Multilingual Models with ONNX: Missing Python Package

Question

Multilingual Models with ONNX: Missing Python Package

mnbucher opened this issue a year ago · comments

Martin Juan José Bucher commented a year ago

I'm trying to use a multilingual model with the ONNX runtime with the prebuilt docker image from the hub. However, when using a custom multilingual model, e.g. "M-CLIP/XLM-Roberta-Large-Vit-B-16Plus", I get an exception in the docker container saying that:

ModuleNotFoundError: No module named 'transformers'

I quickly checked the source code in this repo, and indeed the code tries to load the Tokenizer from Huggingface when using a multilingual model. This package is however not provided through the default docker image.
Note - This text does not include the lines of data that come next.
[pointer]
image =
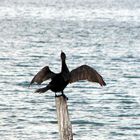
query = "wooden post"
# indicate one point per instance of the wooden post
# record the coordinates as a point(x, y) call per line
point(65, 127)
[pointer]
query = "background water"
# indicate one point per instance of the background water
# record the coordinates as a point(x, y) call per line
point(102, 34)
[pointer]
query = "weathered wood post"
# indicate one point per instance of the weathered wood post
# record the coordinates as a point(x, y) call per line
point(65, 127)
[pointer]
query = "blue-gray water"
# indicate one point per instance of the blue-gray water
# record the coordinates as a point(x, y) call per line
point(102, 34)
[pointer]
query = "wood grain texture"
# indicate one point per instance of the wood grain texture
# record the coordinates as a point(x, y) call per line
point(65, 127)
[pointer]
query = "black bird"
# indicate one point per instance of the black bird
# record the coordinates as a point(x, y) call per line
point(60, 80)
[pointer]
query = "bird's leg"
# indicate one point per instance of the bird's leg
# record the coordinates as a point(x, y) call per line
point(64, 95)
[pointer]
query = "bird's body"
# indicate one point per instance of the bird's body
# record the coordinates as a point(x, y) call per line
point(60, 80)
How could I install this package while using docker compose? I think the deployed docker images need to be adapted to include the transformers library as well..

The specific code causing issues is the following snippet from server/clip_server/model/tokenization.py

class Tokenizer:
    def __init__(self, name: str, **kwargs):
        self._name = name
        if name in _MULTILINGUALCLIP_MODELS:
            import transformers

            self._tokenizer = transformers.AutoTokenizer.from_pretrained(name)

I could fix this by using the following Dockerfile:

FROM jinaai/clip-server:master-onnx

# Install the required pip package
RUN pip install transformers

CMD [ "/cas/server/custom-config.yml" ]